I am doing some research useing a web site that has many different old newspapers scanned to .pdf files with OCR. They have usually have many years worth of each daily paper online, with each page a seperate .pdf file. This is the web site:
http://fultonhistory.com/Fulton.html
The site has its own online search engine you can use to search for words or specific phrases in the entire archive (hundreds of thousands of seperate .pdf files). However there is no way to limit the search to a particular newspaper. There is no way to limit the seach to a specific year or range of years.
However they have the scanned pages online directly in a very organized way. Each particular title has its own web page. For example here is the web page for the Syracuse NY Evening Telegram newspaper:
http://fultonhistory.com/my%20photo%20albums/All%20Newspapers/Syracuse%20NY%20Evening%...ram/index.html
Is there a way to use software or some other online search engine such as Google, but to limit the results to just the .pdf files which are below the link I posted above for that particular newspaper?

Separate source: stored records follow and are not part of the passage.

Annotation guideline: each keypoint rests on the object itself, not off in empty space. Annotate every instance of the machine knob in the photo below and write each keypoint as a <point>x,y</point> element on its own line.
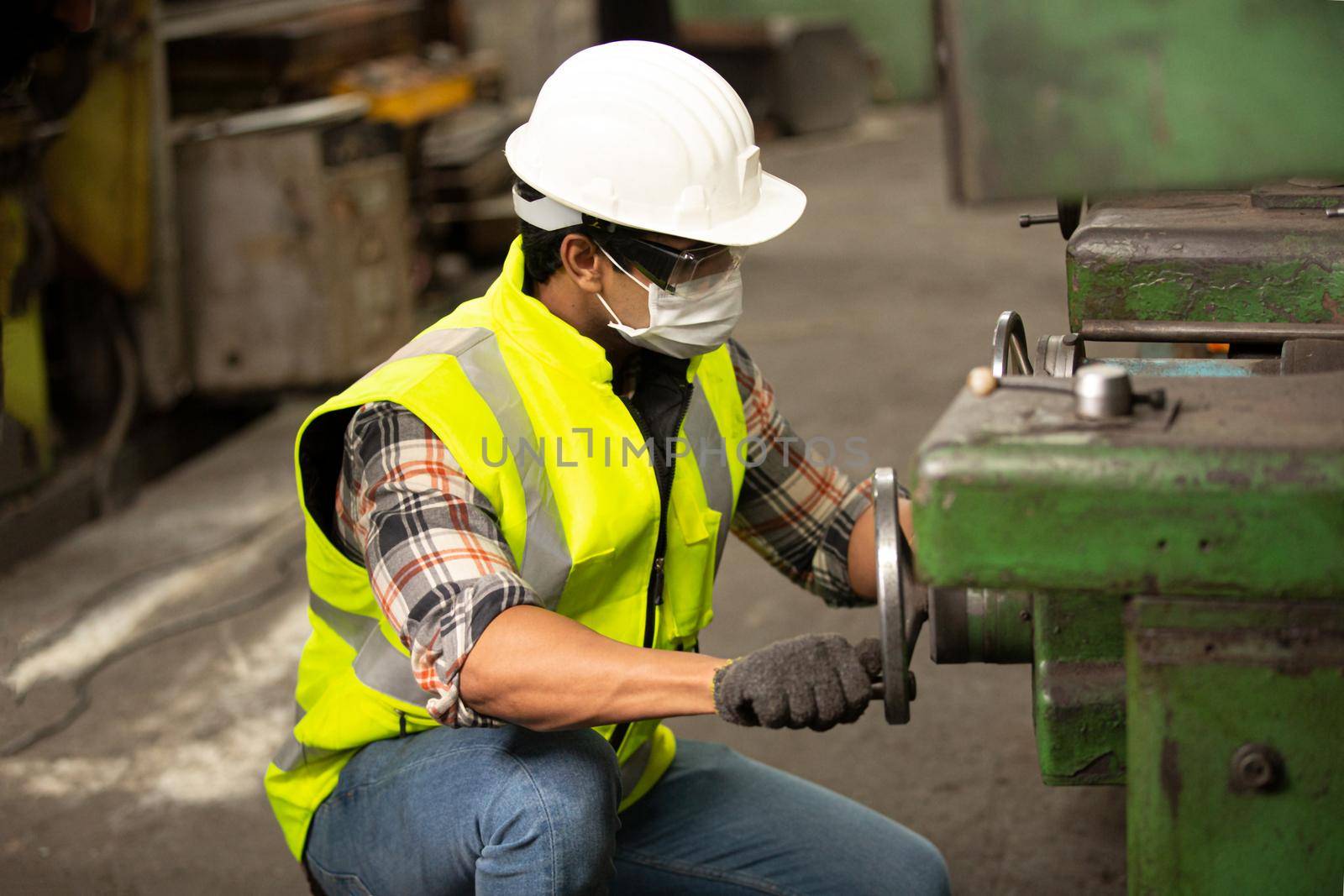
<point>1102,391</point>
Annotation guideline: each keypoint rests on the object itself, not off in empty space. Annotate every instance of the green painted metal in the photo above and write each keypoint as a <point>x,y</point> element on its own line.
<point>999,626</point>
<point>1062,98</point>
<point>1079,688</point>
<point>1207,678</point>
<point>1238,490</point>
<point>1206,257</point>
<point>900,31</point>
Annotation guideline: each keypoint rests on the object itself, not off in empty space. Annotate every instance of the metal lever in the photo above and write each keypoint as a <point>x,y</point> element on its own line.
<point>1027,221</point>
<point>1010,355</point>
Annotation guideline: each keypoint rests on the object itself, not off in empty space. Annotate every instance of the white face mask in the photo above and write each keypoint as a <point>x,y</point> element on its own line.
<point>692,322</point>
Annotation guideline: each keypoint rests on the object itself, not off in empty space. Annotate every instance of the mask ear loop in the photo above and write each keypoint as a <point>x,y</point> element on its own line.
<point>628,275</point>
<point>609,311</point>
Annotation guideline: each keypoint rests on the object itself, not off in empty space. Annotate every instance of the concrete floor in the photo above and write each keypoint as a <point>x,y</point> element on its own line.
<point>190,605</point>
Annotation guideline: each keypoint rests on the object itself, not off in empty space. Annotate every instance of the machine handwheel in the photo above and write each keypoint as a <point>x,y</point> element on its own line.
<point>894,564</point>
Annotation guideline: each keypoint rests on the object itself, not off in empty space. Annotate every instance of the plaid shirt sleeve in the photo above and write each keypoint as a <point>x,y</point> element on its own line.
<point>436,557</point>
<point>795,513</point>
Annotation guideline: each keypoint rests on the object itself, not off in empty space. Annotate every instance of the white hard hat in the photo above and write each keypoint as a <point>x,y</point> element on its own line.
<point>647,136</point>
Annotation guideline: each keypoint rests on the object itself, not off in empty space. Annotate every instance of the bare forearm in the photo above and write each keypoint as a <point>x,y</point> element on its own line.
<point>864,555</point>
<point>542,671</point>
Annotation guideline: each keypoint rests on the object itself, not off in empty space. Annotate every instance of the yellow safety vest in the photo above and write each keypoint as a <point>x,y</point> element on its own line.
<point>526,407</point>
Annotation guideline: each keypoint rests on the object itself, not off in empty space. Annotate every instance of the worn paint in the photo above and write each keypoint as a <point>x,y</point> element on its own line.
<point>1191,708</point>
<point>1061,100</point>
<point>1205,257</point>
<point>1079,694</point>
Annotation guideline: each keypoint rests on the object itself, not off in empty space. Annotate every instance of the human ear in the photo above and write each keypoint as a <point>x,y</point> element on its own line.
<point>582,262</point>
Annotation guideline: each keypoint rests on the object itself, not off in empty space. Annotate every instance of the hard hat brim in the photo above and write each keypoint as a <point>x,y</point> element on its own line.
<point>777,210</point>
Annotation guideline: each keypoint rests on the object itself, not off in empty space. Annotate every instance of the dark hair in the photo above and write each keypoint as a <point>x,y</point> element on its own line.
<point>542,248</point>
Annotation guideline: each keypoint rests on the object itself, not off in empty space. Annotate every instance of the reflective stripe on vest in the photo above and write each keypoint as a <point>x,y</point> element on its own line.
<point>546,559</point>
<point>712,458</point>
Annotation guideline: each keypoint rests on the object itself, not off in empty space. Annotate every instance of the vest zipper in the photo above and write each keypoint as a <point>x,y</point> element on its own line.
<point>660,546</point>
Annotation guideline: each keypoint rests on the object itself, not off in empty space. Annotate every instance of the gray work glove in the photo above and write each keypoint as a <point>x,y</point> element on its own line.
<point>811,681</point>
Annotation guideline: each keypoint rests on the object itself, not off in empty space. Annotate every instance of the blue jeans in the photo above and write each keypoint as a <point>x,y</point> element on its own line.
<point>508,810</point>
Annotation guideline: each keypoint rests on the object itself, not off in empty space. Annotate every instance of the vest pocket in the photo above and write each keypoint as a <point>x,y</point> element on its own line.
<point>689,595</point>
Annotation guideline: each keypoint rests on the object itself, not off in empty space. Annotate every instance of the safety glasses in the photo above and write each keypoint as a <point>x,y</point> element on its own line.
<point>675,268</point>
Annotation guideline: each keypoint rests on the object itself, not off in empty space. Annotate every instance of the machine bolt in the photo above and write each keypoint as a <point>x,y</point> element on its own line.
<point>1256,768</point>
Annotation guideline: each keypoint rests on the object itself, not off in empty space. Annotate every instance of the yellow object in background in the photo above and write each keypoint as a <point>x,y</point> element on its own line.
<point>407,90</point>
<point>97,175</point>
<point>20,336</point>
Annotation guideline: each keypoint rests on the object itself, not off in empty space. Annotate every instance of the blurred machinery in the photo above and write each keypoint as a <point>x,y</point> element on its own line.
<point>1160,537</point>
<point>215,201</point>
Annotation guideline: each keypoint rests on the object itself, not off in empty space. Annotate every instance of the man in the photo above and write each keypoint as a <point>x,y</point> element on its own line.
<point>514,527</point>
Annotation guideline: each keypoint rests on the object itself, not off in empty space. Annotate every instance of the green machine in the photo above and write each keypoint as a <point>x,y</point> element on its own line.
<point>1160,537</point>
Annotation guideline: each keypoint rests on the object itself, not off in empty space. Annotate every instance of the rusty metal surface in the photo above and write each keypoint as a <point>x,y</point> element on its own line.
<point>295,258</point>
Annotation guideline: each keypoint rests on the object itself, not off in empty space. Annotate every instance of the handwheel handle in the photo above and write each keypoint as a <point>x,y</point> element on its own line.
<point>894,564</point>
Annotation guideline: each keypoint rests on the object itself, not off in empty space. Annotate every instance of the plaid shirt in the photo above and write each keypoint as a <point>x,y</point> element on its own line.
<point>441,570</point>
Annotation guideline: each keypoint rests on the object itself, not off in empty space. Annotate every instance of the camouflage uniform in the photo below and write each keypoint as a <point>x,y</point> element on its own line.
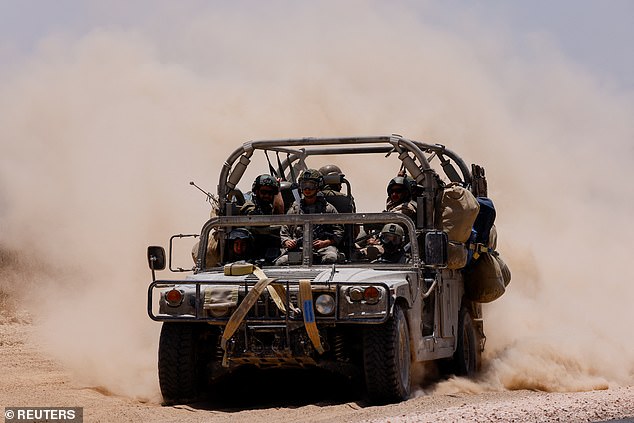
<point>329,254</point>
<point>408,208</point>
<point>267,238</point>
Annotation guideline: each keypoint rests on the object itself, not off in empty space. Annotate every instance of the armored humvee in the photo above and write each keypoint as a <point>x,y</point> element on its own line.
<point>357,316</point>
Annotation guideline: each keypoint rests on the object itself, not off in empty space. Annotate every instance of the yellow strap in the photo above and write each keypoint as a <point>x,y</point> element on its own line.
<point>306,303</point>
<point>238,316</point>
<point>278,294</point>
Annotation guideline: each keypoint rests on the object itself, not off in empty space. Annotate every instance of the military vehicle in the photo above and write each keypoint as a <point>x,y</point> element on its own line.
<point>359,317</point>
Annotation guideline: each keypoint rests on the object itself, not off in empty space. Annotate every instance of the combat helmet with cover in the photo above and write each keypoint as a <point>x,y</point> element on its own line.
<point>312,175</point>
<point>265,180</point>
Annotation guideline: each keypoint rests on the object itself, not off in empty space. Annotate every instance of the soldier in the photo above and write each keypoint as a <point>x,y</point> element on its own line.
<point>344,203</point>
<point>331,188</point>
<point>325,237</point>
<point>392,242</point>
<point>399,191</point>
<point>266,200</point>
<point>265,189</point>
<point>240,246</point>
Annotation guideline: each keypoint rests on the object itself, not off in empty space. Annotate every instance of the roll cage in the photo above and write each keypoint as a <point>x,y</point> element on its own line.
<point>415,157</point>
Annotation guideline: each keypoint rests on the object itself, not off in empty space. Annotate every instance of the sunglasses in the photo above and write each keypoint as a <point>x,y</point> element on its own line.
<point>267,192</point>
<point>391,239</point>
<point>308,185</point>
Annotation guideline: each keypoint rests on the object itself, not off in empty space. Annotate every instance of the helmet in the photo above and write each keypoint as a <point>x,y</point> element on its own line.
<point>240,233</point>
<point>400,180</point>
<point>330,169</point>
<point>312,175</point>
<point>266,180</point>
<point>392,234</point>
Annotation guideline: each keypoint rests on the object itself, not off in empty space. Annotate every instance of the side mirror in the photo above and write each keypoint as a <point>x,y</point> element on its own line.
<point>434,248</point>
<point>156,257</point>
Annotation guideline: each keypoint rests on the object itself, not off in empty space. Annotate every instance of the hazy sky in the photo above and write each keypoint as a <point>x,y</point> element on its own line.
<point>596,34</point>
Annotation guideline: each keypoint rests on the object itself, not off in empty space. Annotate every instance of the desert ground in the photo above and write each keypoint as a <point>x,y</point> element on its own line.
<point>32,378</point>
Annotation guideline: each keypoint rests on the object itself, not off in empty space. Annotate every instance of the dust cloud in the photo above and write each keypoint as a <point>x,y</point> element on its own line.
<point>101,133</point>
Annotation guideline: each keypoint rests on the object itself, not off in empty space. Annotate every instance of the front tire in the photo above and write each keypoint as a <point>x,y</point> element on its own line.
<point>178,363</point>
<point>387,359</point>
<point>467,358</point>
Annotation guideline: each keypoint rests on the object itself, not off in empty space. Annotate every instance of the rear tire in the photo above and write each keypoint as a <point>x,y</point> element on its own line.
<point>180,372</point>
<point>467,358</point>
<point>387,359</point>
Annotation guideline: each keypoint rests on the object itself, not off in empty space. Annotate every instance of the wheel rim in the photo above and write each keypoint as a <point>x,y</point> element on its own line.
<point>466,350</point>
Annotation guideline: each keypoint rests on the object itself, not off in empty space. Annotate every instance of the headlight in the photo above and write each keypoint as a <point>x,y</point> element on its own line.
<point>325,304</point>
<point>174,297</point>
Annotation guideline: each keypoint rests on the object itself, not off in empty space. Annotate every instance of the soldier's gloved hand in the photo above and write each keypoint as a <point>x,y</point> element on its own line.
<point>321,243</point>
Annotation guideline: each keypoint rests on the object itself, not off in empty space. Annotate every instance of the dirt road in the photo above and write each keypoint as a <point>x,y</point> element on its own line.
<point>30,378</point>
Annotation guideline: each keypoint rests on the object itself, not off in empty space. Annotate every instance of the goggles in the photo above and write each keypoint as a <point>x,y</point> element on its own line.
<point>308,185</point>
<point>267,191</point>
<point>393,239</point>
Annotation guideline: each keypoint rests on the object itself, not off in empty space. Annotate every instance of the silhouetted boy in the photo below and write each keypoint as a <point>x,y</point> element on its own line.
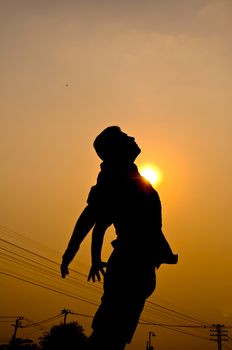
<point>121,197</point>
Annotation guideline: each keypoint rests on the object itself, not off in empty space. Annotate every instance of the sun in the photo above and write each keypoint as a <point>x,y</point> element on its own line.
<point>151,173</point>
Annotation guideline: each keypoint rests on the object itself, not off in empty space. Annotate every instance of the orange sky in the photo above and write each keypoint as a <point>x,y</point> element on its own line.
<point>161,70</point>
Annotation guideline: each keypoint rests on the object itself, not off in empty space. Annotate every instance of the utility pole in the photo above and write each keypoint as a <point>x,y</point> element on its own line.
<point>65,312</point>
<point>16,326</point>
<point>149,346</point>
<point>218,334</point>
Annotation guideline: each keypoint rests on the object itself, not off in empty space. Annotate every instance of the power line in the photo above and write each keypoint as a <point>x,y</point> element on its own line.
<point>48,288</point>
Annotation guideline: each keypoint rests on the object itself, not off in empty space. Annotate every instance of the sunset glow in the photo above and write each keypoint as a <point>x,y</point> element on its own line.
<point>151,173</point>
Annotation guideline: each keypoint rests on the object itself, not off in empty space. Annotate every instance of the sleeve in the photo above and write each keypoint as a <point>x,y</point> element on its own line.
<point>100,200</point>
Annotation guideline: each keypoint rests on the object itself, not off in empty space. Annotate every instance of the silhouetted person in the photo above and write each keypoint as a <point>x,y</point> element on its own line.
<point>121,197</point>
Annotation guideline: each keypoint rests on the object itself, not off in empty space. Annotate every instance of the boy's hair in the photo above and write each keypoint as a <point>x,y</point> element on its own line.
<point>106,143</point>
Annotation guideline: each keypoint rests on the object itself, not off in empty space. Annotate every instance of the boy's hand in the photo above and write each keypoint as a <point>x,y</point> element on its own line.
<point>95,270</point>
<point>64,270</point>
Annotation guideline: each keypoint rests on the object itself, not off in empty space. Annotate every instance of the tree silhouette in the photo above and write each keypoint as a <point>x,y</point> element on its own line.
<point>20,344</point>
<point>69,336</point>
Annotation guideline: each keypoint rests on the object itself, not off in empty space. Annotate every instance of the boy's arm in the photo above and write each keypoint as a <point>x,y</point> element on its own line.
<point>84,224</point>
<point>97,241</point>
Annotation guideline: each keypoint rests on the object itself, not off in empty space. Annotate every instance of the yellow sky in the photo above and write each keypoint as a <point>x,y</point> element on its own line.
<point>161,70</point>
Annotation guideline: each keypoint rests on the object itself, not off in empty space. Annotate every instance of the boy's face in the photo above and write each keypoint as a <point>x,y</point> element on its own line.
<point>127,147</point>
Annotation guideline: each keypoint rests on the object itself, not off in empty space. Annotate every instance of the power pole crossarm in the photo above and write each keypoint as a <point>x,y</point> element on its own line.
<point>17,324</point>
<point>218,334</point>
<point>65,312</point>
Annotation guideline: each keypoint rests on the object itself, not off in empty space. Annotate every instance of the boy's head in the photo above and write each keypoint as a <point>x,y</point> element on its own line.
<point>114,145</point>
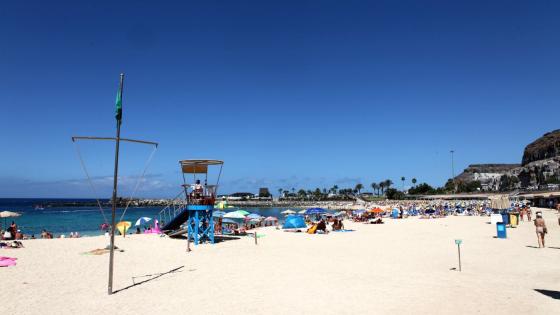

Actually it woud be fine to go to one of the folder links for a particular year on that page above, such as the one for 1922:
http://fultonhistory.com/my%20photo%20albums/All%20Newspapers/Syracuse%20NY%20Evening%...pdf/index.html
and search the actual .pdf files linked there. That would limit the search to that paper and just 1922.
Well what it might really do is limit the seach that paper for just the beginning of 1922. A big daily newspaper has so many pages ans so many seperate pdf files that they are split up onto about 10 seperate web pages. I mean you have to navigate to the page with the next group using the left and right arrow icons at the top of the page. Hit the right arrow and you go to the second page for 1922:
http://fultonhistory.com/my%20photo%20albums/All%20Newspapers/Syracuse%20NY%20Evening%...df/index2.html
and so forth.
Any ideas?
Thanks!
+ Reply to Thread
Results 1 to 7 of 7
-
Last edited by Toastie; 11th Nov 2012 at 10:47. Reason: adding more specific info
-
Try specifying site:fultonhistory.com filetype=pdf in your google search. Or use the advanced search option at google.
http://www.google.com/advanced_searchLast edited by jagabo; 11th Nov 2012 at 11:24.
-
yes, there is a way, but requires some html and php. maybe some scripting.
what you do is snip their main search page (in opera, it is Ctrl-F3), and have a look at the code to see how they "post" the data. note whether they use html or php though probably script, where there data is posting. if it is some .js script, copy that, (because it may be a combination of html/php and script) open it and review how they submit/post, then copy your version and customize it to your search criteria. then add that to your custom html page (that you can put on your hdd) and run that in your browser and search all your want! -
Thanks to both of you!
I copied the shortcut to a sample .pdf file to notepad - it had tons of those "%20" or "%2520" things in it. I cut and pasted it into a utility on this web page:
http://www.blooberry.com/indexdot/html/topics/urlencoding.htm
to convert it to a normal path. Once I had that I could clearly see the directory/subdirestory structure being used to store the acutal .pdf files. They had some screwey things like double spaces in the sub-folder names. Then I could used that in Google like so:
"search term" site:"path to the folder containing the .pdf files"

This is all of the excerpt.